Imagine if Amazon was in the business of giving people “1-click” access to quality hedge fund yield strategies instead of e-commerce products, building massive revenues from transactions and farming fees.
That is what YFI and CVX can become.
And why would institutions opt to flock to a digital hedge fund platform like YFI?
Because it offers them access to digital asset revenue clearly impossible to get elsewhere.
And in an era of increasing tokenization, where art can be tokenized (see Beeple), where real estate can be tokenized and sold online, where vehicles and other real world items can be tokenized as NFTs and sold in metaverses, where digital land can be tokenized and rented out to advertisers… the yield opportunities are greater than in the physical world by a factor of 1000. There is no way a traditional hedge fund could even access many of these assets in the analog world, much less earn yield from them.
If you’re going to play, you go to play where you can get access to the most incentivized strategists and where you can train your team to develop strategies that serve the needs of your organization all on one digital platform.
That is the YFI and CVX hedge fund platforms of the future (Or their next generation iterations).
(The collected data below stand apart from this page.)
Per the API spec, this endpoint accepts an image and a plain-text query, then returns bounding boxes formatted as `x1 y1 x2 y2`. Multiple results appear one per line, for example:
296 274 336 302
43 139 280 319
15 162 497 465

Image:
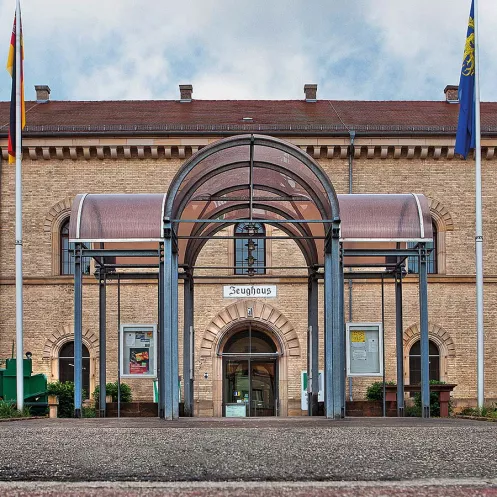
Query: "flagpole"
15 0 24 411
473 0 484 409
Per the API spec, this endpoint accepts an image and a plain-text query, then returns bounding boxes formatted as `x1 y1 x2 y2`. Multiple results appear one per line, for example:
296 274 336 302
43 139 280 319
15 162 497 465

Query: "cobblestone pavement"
0 417 495 495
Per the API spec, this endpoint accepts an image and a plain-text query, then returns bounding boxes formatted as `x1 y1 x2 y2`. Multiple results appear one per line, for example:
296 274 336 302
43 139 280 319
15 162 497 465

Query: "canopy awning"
70 193 166 242
69 135 431 269
70 192 433 267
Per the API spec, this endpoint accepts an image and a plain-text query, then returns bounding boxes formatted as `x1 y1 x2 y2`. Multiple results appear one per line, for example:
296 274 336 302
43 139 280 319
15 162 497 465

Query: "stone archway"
200 300 301 417
427 198 455 274
403 322 455 383
43 197 73 276
43 324 98 395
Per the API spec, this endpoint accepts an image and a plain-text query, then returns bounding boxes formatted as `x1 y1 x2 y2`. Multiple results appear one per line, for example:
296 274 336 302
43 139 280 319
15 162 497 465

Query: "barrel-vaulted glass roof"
69 135 432 268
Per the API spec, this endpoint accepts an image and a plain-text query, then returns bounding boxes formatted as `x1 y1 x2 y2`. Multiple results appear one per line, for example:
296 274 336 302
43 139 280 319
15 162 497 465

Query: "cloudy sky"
0 0 495 102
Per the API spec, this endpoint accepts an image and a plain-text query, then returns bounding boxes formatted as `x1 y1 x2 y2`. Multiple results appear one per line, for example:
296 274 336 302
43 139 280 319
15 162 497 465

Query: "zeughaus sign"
223 285 277 298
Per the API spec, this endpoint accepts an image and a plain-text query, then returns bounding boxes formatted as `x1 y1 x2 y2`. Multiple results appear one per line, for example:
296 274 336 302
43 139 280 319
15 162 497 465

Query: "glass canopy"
69 135 432 268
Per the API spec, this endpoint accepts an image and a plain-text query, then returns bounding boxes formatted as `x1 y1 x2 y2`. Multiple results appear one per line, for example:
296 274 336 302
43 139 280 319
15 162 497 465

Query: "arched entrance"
221 326 279 417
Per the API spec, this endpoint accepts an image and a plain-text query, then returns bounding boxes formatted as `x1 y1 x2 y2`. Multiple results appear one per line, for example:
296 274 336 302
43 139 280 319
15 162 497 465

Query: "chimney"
304 84 317 102
179 84 193 103
35 85 51 103
444 85 459 103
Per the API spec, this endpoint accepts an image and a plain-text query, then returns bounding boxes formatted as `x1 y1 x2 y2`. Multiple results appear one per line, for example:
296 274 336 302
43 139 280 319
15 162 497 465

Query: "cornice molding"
2 143 497 161
2 136 497 161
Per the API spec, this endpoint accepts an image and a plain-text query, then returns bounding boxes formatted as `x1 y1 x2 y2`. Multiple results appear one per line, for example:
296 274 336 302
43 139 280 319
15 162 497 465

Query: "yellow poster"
350 331 366 343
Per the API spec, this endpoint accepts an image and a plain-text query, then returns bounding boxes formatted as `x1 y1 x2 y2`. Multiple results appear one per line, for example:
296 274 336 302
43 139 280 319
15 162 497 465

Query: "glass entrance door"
225 359 250 412
250 361 276 417
223 359 277 417
222 326 279 417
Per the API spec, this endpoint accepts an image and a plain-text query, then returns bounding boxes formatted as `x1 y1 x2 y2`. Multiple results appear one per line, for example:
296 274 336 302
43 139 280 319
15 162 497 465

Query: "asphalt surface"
0 417 495 495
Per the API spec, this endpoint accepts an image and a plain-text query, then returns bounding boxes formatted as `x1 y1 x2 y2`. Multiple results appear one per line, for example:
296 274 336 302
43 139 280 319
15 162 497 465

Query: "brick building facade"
0 83 496 415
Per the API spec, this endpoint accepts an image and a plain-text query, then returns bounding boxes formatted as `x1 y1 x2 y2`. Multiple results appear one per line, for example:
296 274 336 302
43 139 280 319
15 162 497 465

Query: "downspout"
347 130 355 402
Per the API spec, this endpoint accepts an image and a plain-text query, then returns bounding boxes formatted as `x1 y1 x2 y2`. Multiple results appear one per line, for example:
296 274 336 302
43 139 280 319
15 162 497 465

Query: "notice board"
120 324 157 378
346 323 383 377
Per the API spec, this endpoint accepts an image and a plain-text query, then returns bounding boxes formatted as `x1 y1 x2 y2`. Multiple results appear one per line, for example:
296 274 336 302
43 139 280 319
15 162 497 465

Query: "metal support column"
98 268 107 418
172 251 179 420
331 225 344 418
324 241 332 418
163 223 174 420
117 275 121 418
324 222 343 419
73 243 83 418
307 272 319 416
338 252 345 417
158 243 165 419
381 275 386 418
395 268 405 417
183 271 194 416
419 243 430 418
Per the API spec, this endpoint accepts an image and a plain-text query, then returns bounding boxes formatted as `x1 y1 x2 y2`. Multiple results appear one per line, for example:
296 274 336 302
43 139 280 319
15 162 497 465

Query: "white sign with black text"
223 285 277 298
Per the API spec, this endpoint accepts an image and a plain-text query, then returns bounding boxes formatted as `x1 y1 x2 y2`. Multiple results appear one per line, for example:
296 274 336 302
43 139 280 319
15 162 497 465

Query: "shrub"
47 381 86 418
0 400 31 418
366 380 454 417
365 381 396 402
460 404 497 419
413 380 453 417
93 381 132 406
82 406 96 418
404 404 421 417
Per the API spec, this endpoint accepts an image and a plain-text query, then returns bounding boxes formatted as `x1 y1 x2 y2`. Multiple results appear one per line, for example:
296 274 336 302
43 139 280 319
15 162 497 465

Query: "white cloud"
0 0 496 102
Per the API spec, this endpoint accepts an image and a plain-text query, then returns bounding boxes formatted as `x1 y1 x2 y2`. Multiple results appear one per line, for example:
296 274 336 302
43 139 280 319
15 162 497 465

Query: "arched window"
408 221 437 274
58 341 91 398
234 222 265 275
60 218 90 275
409 339 440 385
224 329 277 354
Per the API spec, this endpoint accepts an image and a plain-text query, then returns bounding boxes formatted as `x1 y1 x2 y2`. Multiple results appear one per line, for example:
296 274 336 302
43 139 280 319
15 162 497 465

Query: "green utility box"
0 359 48 408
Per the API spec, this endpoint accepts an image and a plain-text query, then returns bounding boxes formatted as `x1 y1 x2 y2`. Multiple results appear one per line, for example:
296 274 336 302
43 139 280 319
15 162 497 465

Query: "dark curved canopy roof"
163 134 340 220
69 135 432 268
70 192 432 266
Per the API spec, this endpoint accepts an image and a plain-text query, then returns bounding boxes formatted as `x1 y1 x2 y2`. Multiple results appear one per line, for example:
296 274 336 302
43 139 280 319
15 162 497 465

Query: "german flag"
6 13 25 164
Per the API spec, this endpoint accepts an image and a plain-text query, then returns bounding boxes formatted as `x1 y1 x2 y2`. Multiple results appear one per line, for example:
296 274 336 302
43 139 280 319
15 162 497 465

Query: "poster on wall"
120 325 157 378
346 322 383 377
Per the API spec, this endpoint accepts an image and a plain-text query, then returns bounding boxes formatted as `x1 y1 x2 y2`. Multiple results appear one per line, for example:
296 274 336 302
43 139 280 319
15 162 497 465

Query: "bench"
385 384 457 417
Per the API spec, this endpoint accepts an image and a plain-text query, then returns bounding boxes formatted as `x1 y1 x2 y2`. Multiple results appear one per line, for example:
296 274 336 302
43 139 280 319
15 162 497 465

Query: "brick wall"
1 139 496 413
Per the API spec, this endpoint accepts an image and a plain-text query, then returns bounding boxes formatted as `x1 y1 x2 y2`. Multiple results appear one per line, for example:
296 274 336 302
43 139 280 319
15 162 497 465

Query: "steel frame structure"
72 134 432 420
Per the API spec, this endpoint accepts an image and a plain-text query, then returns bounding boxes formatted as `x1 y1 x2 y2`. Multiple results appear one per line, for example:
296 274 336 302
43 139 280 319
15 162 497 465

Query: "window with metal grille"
60 218 91 275
58 341 91 399
407 223 437 274
409 339 440 386
234 222 266 275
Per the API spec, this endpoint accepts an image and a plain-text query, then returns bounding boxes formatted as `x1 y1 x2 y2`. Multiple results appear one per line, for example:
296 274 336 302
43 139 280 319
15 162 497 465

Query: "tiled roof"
1 99 496 135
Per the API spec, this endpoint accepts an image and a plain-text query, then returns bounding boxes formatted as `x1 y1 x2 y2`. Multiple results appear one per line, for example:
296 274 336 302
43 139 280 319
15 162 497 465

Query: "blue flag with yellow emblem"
455 0 476 159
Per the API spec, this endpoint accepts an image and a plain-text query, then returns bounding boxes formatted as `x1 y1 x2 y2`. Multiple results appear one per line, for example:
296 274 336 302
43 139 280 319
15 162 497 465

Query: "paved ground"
0 417 495 495
1 480 497 497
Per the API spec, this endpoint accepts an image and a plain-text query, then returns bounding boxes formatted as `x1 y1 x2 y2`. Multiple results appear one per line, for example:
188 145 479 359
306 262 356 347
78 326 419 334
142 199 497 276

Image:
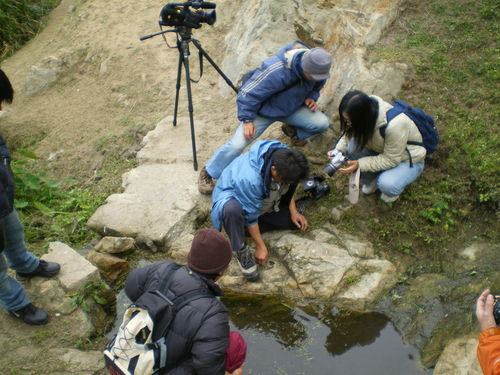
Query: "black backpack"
104 264 215 375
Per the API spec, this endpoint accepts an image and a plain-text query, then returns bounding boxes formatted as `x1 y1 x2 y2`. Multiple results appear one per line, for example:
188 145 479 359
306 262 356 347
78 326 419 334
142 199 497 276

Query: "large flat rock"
43 241 100 291
87 163 201 245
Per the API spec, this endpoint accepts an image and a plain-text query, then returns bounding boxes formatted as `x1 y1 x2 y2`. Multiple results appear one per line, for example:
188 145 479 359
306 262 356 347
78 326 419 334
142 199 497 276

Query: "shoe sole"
236 260 259 281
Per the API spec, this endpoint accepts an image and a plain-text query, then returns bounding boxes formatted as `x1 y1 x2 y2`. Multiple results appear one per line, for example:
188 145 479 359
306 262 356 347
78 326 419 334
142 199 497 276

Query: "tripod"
141 26 238 170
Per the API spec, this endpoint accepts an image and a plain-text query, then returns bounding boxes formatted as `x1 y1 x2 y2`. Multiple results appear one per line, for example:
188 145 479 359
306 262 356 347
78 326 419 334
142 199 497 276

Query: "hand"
304 98 319 112
339 160 359 175
243 122 255 141
254 243 269 266
291 211 308 231
476 289 497 331
226 366 244 375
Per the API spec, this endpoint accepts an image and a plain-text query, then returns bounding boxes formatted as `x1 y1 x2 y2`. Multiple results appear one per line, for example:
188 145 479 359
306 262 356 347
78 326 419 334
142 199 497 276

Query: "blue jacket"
237 41 326 122
211 140 287 230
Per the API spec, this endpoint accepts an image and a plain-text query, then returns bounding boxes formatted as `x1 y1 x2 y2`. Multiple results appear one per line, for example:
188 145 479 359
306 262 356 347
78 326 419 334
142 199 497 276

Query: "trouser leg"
258 184 298 233
222 200 246 252
280 106 329 140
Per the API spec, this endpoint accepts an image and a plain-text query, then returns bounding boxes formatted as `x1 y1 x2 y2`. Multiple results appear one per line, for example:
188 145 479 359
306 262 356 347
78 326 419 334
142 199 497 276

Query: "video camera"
160 0 216 29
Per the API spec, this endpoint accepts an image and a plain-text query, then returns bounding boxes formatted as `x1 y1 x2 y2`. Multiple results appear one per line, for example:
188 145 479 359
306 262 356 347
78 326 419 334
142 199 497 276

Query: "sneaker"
281 123 297 138
198 167 215 195
16 259 60 280
362 179 378 195
8 303 49 325
380 193 400 203
291 137 308 147
236 245 259 281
In other words, companies will be able to plug in, with a click of a button, to a financial ecosystem where they can get yield on a range of real world and digital assets that support the growth of their treasuries. They will be able to benefit both from producing these strategies and from using the strategies of others.
This means that every business, foundation, and university, large or small, can afford to benefit from their own, automated in-house endowment and expand growth for little upfront cost. By partnering with protocols like OPYN, yield farming platforms can literally connect users in “1-click” to perpetual swaps and options that help companies lock-in fixed costs thru derivatives. That is power. But it gets even better…
Enter Olympus DAO and Wonderland: More Than Hype APYs
I thought the 20,000% APY on Olympus DAO and the 84,843% APY on Wonderland was ridiculous when I first saw it, too.
But I must say:
There is so much that the thinking behind Olympus DAO and Wonderland can offer to the financial environment.
These projects are not just for fun and games but can become institutional grade opportunities for the next generation of yield-farming for organizations.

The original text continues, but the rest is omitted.